The rates of price inflation in Greece have been running in the range of 0.8% to 2%.

For another point of view, try this article:

The new bank that emerged from the breakup of Greece’s troubled Hellenic Postbank will initially hire all of the old lender’s staff but offer voluntary redundancies as it tries to cut payroll costs by 30 percent, its management said on Saturday.

The latter story of course is not just specific to a single firm but is common from Greece over the last few years.

It’s funny how many people pretend to understand what is going on here.  If Greece were seeing a stronger bout of price deflation, the situation would be much clearer.  How can you try to explain these disparate facts?

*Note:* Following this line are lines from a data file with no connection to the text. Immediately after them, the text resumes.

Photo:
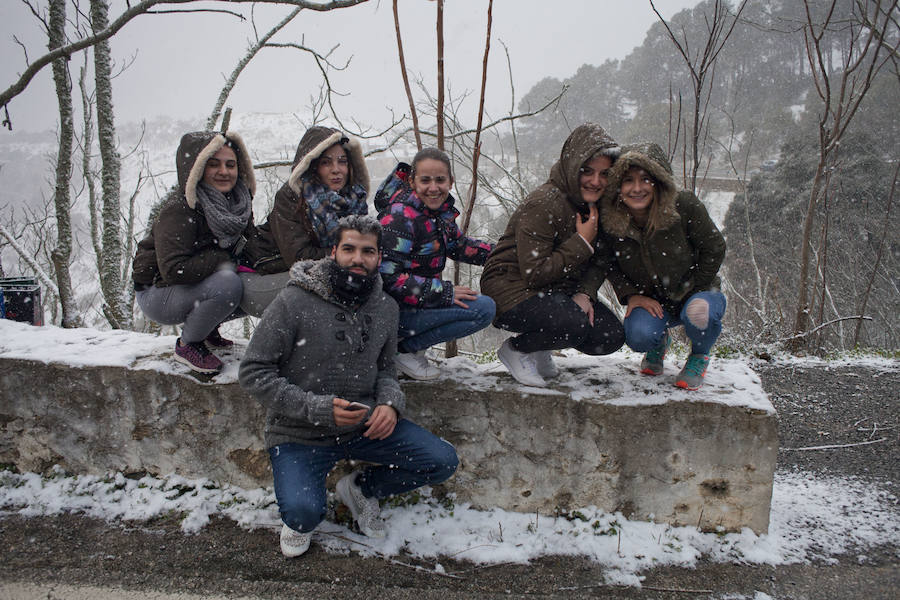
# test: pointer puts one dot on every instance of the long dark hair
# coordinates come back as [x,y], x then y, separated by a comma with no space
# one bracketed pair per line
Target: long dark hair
[313,170]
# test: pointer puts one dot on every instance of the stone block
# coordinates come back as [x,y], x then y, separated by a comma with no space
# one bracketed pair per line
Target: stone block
[603,435]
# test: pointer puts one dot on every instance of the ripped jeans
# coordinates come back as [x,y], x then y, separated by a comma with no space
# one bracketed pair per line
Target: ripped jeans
[643,331]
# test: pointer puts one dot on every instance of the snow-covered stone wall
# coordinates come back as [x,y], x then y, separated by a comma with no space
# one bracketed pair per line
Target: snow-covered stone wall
[603,436]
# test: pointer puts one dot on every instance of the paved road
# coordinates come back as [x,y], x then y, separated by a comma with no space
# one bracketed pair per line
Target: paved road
[55,558]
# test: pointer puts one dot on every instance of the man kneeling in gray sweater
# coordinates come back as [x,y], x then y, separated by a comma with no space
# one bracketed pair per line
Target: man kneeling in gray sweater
[322,363]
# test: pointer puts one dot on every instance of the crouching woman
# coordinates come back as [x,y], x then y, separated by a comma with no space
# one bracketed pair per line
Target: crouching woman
[665,253]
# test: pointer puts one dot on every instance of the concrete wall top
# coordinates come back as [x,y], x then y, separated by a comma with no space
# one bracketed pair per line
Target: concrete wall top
[611,379]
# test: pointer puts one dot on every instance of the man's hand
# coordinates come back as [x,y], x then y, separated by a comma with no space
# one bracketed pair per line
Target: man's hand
[584,303]
[344,417]
[461,293]
[382,422]
[587,228]
[647,303]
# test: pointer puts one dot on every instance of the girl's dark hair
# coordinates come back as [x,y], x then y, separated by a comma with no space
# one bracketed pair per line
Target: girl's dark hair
[364,224]
[434,154]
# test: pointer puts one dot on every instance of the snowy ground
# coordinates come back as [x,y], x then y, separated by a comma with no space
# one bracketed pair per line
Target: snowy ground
[813,518]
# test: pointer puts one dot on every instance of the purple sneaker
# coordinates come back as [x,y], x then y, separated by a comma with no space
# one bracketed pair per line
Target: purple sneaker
[197,357]
[215,340]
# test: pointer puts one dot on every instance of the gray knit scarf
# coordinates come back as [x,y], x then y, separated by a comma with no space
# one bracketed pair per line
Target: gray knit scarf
[227,214]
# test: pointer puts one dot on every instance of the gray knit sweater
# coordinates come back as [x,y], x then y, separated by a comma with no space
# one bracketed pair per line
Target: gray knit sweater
[309,348]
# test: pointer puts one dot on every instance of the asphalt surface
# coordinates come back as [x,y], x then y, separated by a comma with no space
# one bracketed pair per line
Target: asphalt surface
[853,409]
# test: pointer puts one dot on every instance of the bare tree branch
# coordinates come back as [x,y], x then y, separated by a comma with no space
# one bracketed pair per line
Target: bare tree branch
[251,52]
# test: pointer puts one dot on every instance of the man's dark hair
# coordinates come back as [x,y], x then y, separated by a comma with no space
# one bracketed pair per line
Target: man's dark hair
[363,224]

1. The true rate of inflation is much lower — in fact there is deflation — because of reporting biases in the Greek CPI.  That’s putting a lot of faith in numbers we do not see, plus it does not explain why the recorded numbers still show some upward pressure.

2. For structural adjustment reasons Greece needs a big cut in real wages, but AD is holding up OK.  It’s hard for me to believe the last part of that one.

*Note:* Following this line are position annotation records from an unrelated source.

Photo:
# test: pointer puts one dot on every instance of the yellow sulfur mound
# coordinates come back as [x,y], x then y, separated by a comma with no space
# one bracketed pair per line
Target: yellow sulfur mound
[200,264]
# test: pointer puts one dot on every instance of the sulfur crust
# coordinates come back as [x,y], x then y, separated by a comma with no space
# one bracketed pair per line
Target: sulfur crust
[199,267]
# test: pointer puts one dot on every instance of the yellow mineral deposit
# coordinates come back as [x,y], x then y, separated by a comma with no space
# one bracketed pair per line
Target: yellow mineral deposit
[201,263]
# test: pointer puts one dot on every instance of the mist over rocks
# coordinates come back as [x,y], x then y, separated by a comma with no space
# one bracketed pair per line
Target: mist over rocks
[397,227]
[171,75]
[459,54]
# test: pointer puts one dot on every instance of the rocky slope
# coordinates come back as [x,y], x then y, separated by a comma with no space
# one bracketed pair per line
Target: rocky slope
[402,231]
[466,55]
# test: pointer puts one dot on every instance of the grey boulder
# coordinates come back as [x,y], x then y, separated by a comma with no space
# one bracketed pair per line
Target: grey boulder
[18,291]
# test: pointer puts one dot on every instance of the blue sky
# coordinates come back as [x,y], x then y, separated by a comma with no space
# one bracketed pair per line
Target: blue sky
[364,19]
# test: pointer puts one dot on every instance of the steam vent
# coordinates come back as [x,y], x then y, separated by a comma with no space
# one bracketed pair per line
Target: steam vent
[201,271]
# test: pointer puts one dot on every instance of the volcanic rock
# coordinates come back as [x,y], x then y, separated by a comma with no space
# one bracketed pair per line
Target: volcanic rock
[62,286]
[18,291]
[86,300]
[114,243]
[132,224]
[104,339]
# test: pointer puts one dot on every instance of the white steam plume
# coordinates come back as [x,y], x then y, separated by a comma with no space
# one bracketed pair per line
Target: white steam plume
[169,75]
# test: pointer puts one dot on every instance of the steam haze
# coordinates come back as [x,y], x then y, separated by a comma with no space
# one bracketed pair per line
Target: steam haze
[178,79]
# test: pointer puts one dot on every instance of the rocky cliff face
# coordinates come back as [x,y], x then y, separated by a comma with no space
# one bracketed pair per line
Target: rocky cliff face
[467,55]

3. You can have a major and sustained whack to AD, but still have rising prices.  How so?  Would Lieutenant Colombo be happy with this?

4. Scott Sumner has a view which I do not understand, and thus do not wish to try to state, but it has something to do with not really believing in the concept of price inflation.

5. Prices are sticky, AD is falling, and almost all of the adjustment is in quantities.  Yet this still doesn’t explain why prices are inching up, and furthermore it is grossly at variance with the actual empirical literature on price stickiness (much neglected in the blogosphere I should add), which is not nearly as strong as wage stickiness.

6. There are multiple equilibria, and Greece is moving from a perception of having “nearly West European levels of trust and cooperation” to having “Balkan levels of trust and cooperation,” and that is causing real wages and investment to plummet.  I’ve toyed with this hypothesis in the past, but I would be the first to admit it is highly speculative.  I do still think it is part of the explanation.

There is a similar puzzle for some of the other eurozone economies, and even, to a much smaller degree, for the United States over the last few years.